Deere's shares are essentially a proxy for corn prices in the commodities market, according to UBS analysts, and expectations of an upcoming improvement in corn figures should boost shares of the equipment maker near June highs.

In a research note Tuesday, UBS said, "We expect higher corn prices to improve the sentiment on Deere stock." The firm set a price target of $94 a share, up from $82, which is where the stock is trading Tuesday.

The stock has traded at a multiple of 24 times earnings in the past, as recently as 2002, and at 24 times earnings, gets a target of $94 a share.

The company has had an uneven financial performance, recently trimming its 2016 fiscal year forecast to $1.2 billion from its previous estimate of $1.3 billion. Its fiscal second quarter results did beat forecasts, coming in at $1.56 a share, versus estimates of $1.48.

Deere is more heavily exposed to the farm economy than is the case with rivals such as Caterpillar (CAT) - Get Report and Agco (AGCO) - Get Report , with 80% of Deere sales coming from agricultural equipment rather than the heavier tilt toward construction equipment that its rivals have.

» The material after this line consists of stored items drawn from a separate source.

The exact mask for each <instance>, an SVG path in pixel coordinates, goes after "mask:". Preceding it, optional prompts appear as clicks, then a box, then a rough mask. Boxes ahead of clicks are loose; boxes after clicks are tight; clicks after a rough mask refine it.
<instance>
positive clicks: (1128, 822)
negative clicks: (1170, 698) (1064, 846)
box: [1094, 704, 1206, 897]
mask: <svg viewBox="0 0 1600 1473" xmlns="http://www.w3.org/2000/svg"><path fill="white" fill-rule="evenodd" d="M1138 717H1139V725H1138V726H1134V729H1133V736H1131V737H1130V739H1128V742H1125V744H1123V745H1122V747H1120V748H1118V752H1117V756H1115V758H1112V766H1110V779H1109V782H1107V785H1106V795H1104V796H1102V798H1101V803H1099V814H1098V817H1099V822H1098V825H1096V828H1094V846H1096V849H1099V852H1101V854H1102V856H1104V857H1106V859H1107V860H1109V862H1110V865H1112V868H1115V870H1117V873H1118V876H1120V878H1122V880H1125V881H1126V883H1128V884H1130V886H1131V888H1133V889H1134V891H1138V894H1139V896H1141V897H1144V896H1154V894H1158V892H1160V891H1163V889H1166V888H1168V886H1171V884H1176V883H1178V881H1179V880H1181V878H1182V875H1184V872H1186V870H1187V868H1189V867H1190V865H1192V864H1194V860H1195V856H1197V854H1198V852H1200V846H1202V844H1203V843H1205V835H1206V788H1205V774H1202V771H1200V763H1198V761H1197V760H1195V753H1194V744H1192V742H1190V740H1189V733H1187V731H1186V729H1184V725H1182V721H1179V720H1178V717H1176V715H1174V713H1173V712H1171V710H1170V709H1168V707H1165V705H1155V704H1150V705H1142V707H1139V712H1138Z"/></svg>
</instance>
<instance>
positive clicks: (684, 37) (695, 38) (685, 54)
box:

More than 50% of sales come via the North American farm equipment base.

"We think the risk to corn prices is to the upside on weather concerns," UBS said in its note. Recent weather patterns, featuring hot, dry conditions, figure to reduce the yield on the season's corn crop, which would in turn lift prices. Prices in the commodity futures markets have corn prices at $4.06 a bushel for July delivery, and just a little more upside in those prices would benefit Deere.

Shares of Deere have underperformed significantly the last five years, analysts say, suggesting the stock has been under-owned during that period with some attractive long term valuation. Deere management has focused on lowering costs, boosting output and aiding inventory, leaving it advantageously positioned with crop prices finally rebound.

Though management hasn't emphasized share repurchases as much as it has acquisition opportunities and dividends, its share count has declined dramatically in recent years, meaning that EPS potential is amplified.

"If corn prices rally, we expect more positive sentiment on the stock," UBS said in Tuesday's research note.